Lundi 12 février 2007 1 12 /02 /Fév /2007 20:47

Après la famine, le manque d'argent, les problèmes de banque, de logement, les travaux et le chauffage cassé, la septième plaie de Londres vient de s'abattre sur moi. Nous sommes envahis, encerclés, elles sont là, partout, autour de nous... Mais que qui parlé-je?????


                                                             LES SOURIS

Depuis ce week-end, les souris ont élu domicile dans notre appartement : autant dire que la cohabitation se passe assez mal... Il faut dire que la simple vue d'une souris entraîne chez moi un comportement assez étrange. A la vue d'une souris (houlà, rien que de prononcer ce mot, je sens mon estomac se nouer...), je commence par arrêter de bouger (trop peur de marcher dessus), puis, ne sachant que faire, je me mets à crier. Mais pas un petit cri de rien du tout, ce serait mal me connaître !!! Je crie à plein poumon, de la voix la plus stridente possible, en faisant bien vibrer ma luette au fond de ma gorge. Ce cri a en général pour effet de faire fuir le monstre en l'affolant : manque de pot, voir la bête courir dans tous les sens me fait encore plus peur et de la tétanie, je passe à l'hystérie. Je me mets alors à sauter dans tous les sens (toujours en criant, mon cerveau ne pouvant pas trouver le bouton Off) et à courir aussi nerveusement que la souris, dans le seul but de trouver un abri en hauteur. Je saute donc sur la première chaise / table / étagère / personne que je vois, et je reste, tremblante, jusqu'à ce que quelqu'un vienne me secourir.

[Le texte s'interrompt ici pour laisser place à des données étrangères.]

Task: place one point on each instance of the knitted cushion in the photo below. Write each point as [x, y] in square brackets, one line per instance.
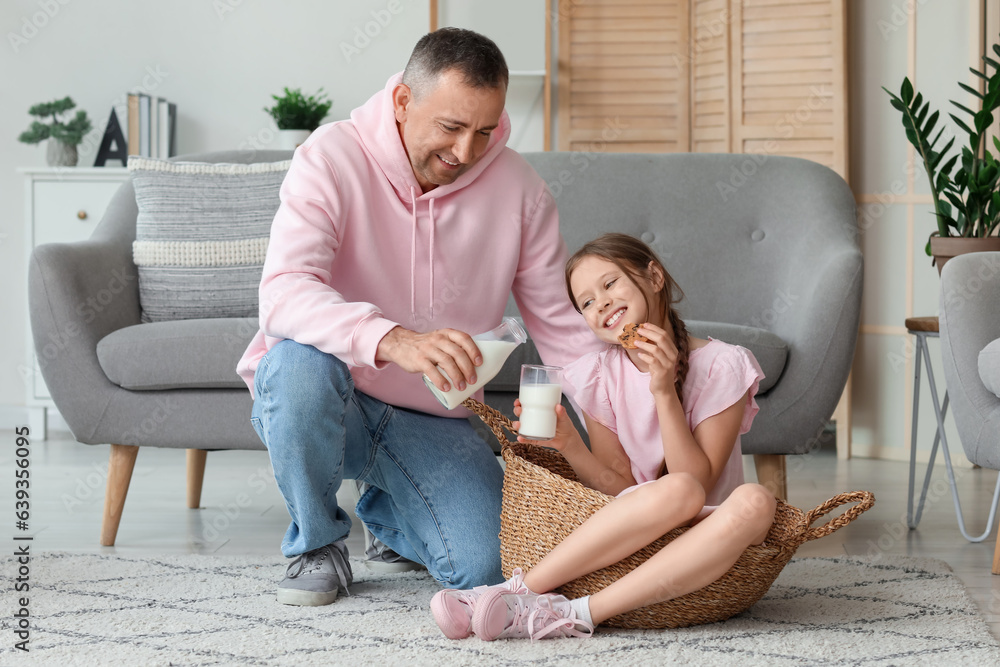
[201, 236]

Depuis qu'il y a des souris chez nous, je fais également de la prévention : depuis plus de 24 heures, je ne me déplace plus sans taper du pied par terre et je tape des mains en permanence. On dirait que je suis atteinte du syndrome de la Tourette (Quéquette, quéquette) et mes colocs (et leurs amis de passage pour quelques jours) n'en peuvent plus. Je suis devenue un boulet pour mes amis...

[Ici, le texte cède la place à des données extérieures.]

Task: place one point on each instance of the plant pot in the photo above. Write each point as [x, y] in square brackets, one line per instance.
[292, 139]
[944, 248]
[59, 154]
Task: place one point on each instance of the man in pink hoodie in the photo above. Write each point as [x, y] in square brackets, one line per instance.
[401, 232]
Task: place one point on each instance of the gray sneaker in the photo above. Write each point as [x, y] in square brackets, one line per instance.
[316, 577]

Mais je ne suis pas du genre à me laisser abattre : j'étais là avant cette C@##@$$€ de souris, et il n'est pas question qu'elle me survive. Qu'on ne vienne pas me dire qu'une souris c'est mignon, c'est complètement faux (c'est porteur de maladie, c'est sale et ça mord. En plus, ça fait caca partout). Pour preuve, quelle mère digne de ce nom laisserait une souris dans le lit de son nouveau né ? Bref, je veux me débarrasser de cette vermine : c'est décidé, c'est ELLE OU MOI.

 

J'ai bien sûr décidé que ce serait moi, j'ai donc mis en oeuvre mon plan d'attaque. La quincaillerie étant fermée le dimanche, j'ai utilisé mon cerveau pour fabriquer un piège (n'ayant pas pu en acheter un vrai). Internet ne m'a pas été d'un grand secours (c'est fou, il n'y a pas trucs et astuces pour se débarrasser des souris [idée pour plus tard : se pencher sur la question] alors j'ai inventé un piège à souris. Le principe est exactement celui des pièges à guêpes : j'ai pris une bouteille de plastique, j'ai coupé l'embout que j'ai rentré dans la bouteille et j’ai bien scotché le tout. J'ai mis du fromage comme appât et scotché le piège au sol. La souris, "par l'odeur alléchée" comme dirait mon copain La Fontaine, rentrera par l'entonnoir, tombera dans le fond de la bouteille et ne pourra plus ressortir.

Il n'y a pas à dire, il y en a là dedans.